We are very fortunate to have Marlene Denessen, author of "Little Dipper" and a volunteer naturalist on board to write posts several times a month about her walks on the sanctuary. This is her first post.
Mass Audubon Wellfleet Bay Sanctuary
Tuesday – January 15, 2008
As I often do when I walk the Sanctuary in winter, I begin with the Bay View Trail/Fresh Brook Pathway circle, terminating upland on the sandplain grassland. Here I find animal tracks to be particularly numerous after snow and otter sign is often visible on Fresh Brook Pathway.

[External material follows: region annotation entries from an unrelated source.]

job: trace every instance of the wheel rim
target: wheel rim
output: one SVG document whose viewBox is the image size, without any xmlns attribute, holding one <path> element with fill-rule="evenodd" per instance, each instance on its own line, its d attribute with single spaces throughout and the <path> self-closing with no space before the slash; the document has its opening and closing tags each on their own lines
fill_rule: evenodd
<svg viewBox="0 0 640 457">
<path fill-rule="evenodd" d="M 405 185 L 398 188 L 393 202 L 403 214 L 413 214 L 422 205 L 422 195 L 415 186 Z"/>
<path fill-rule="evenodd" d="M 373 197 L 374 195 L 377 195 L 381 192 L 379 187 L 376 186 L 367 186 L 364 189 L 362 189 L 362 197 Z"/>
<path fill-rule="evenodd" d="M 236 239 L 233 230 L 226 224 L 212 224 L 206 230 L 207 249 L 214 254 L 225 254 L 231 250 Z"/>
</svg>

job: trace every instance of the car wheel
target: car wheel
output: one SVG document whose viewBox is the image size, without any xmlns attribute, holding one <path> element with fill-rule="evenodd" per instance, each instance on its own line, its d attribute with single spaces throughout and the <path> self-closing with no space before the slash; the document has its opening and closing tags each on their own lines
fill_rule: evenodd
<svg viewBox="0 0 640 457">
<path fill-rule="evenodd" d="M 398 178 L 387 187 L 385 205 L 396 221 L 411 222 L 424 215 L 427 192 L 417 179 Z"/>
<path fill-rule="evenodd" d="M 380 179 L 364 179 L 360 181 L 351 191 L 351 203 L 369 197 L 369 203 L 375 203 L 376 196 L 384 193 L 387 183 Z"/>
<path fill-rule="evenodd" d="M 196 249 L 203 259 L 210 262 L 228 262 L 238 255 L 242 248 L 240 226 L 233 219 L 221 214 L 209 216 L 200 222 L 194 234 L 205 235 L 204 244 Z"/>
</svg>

I am a camper and, even though I live but a mile from Wellfleet Bay, I come here to tent with my family in summer. Today I pause by Site One, a place of so many memories. Small children at play – away from electronics – inventing game after game, gleefully engaged with one another having good old-fashioned fun. I remember lying awake in the company of a little boy, entranced by the call of an owl. The next year with an even younger girl, pulling back the canopy of the tent and peering through the netting at a sky full of stars – falling asleep to the rumble of thunder and flashes of heat lightning. Yes, and tales told by lantern light and “smores” prepared over a charcoal grill with neighboring campers. And fowler toads and ant lions and fiddler crabs and late-night animal sounds in the brush. And then there were early morning walks on the Sanctuary, flashlights in hand, circling Silver Spring Trail to a chorus of frogs and birds heralding dawn – and later, counting down the sunset over Try Island.
Today I stand here at Site One amidst the tiny ghosts – remembering – and looking on toward June and new adventures.